Regional trade agreements
Regional trade agreements are evolving – why does it matter?
Regional trade agreements (RTAs) cover more than half of international trade today, operating alongside global multilateral agreements under the World Trade Organization (WTO). In recent years, many countries have actively sought to establish new – and often more modern and progressive – bilateral and regional trade agreements that aim to increase trade and boost economic growth. The current proliferation of RTAs reflects, in part, a demand for deeper integration than what has been achieved by older multilateral agreements.
To the extent that RTAs go beyond commitments made in the WTO and remain open to additional participation by countries committed to meeting their standards, they can complement the multilateral trading system. Over the years, the OECD has examined the relationship between regional trade agreements and the multilateral trading system, including related to specific policy areas covered in RTA provisions, such as the treatment of agricultural issues, technical regulations, standards and conformity assessment procedures, investment provisions affecting the international transfer of technology, developments in the inclusion of environmental considerations and approaches to market openness in the digital age – to name a few.
Today’s regional trade agreements can pave the way for deeper multilateral integration
Policymakers are mindful that regional trade agreements must be consistent with multilateral rules and that coherence across regional arrangements, as well as between regional and multilateral systems, is necessary.

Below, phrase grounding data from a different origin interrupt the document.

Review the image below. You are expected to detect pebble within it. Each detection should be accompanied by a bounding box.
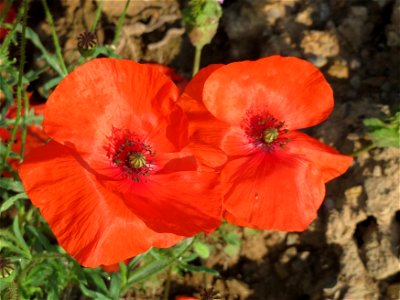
[328,59,349,79]
[372,165,383,177]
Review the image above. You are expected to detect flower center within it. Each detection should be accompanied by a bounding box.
[242,111,289,152]
[263,127,279,143]
[106,128,155,182]
[129,152,147,169]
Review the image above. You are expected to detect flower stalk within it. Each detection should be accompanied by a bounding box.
[0,0,29,174]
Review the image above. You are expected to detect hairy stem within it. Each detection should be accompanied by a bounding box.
[20,90,30,159]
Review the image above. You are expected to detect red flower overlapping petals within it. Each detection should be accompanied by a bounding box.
[19,55,352,267]
[19,59,222,267]
[178,56,353,231]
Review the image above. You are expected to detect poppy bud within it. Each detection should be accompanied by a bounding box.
[77,31,97,58]
[0,256,14,278]
[182,0,222,49]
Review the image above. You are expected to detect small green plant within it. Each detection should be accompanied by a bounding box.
[363,110,400,149]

Some countries even negotiate RTAs with an explicit intent to set precedent for future multilateral rule-making, while others view deeper measures in regional partnerships as a way to complement the multilateral system. In either case, there is a case to be made for “multilateral-friendly” practices that can help promote convergence.

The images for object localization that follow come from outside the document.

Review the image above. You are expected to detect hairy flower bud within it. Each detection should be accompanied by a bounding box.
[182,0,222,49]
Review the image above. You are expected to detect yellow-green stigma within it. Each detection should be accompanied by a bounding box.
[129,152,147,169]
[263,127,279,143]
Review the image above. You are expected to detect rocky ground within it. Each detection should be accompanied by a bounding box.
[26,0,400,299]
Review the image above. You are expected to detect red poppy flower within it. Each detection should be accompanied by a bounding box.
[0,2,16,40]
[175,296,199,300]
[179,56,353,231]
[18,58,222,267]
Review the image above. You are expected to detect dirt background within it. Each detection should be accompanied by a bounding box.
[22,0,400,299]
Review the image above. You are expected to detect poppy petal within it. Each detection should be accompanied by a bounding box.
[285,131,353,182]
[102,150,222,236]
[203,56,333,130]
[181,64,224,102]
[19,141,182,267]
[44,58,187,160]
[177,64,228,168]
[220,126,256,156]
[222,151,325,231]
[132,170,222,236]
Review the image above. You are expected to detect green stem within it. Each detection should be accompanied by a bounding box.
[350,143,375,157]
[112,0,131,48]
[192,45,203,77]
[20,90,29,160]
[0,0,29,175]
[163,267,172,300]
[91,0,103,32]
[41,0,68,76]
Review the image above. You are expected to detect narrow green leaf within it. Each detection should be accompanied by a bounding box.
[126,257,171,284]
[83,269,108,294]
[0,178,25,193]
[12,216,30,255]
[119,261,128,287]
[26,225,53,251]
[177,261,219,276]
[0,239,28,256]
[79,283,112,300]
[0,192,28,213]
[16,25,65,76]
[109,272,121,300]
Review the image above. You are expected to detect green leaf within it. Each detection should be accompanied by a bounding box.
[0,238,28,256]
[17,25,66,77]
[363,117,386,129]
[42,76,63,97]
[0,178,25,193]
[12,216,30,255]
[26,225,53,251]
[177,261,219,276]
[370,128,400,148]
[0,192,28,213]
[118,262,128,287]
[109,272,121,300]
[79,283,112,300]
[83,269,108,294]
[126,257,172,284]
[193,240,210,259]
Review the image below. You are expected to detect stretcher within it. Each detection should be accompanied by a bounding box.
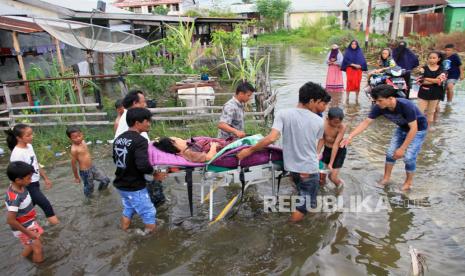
[148,136,285,222]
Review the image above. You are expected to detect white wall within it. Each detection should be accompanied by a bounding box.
[2,0,61,17]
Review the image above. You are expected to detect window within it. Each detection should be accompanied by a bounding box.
[148,6,153,13]
[173,4,179,11]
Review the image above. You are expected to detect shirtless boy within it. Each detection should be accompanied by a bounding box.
[67,126,110,197]
[321,107,347,187]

Today, RTAs are developing in ways that go beyond existing multilateral rules. The areas they cover –investment, movement of capital and persons, competition and state-owned enterprises, e-commerce, anti-corruption, and intellectual property rights, for example – are essential policy issues that need to be addressed in today’s more interconnected markets. Mega-regional initiatives are on an entirely new scale, providing preferential access to member countries’ markets by seeking to establish 21st century trade agreements with deep and comprehensive market integration.
Policy implications
Many RTAs contain elements that deepen co-operation across regulatory issues, and new market opportunities are created even as participants address structural impediments in their own economy. Next-generation RTAs strive to go even further. Countries wishing to participate in, and benefit even more from, global markets will need to increasingly integrate trade and investment measures in their wider domestic structural reform agendas. In fact, countries may be able to use current and prospective negotiations on “behind the border” regulatory provisions as drivers for desired domestic reforms. The larger structural issue of whether, when, and how to multilateralise provisions in RTAs is primarily a political question for governments to address.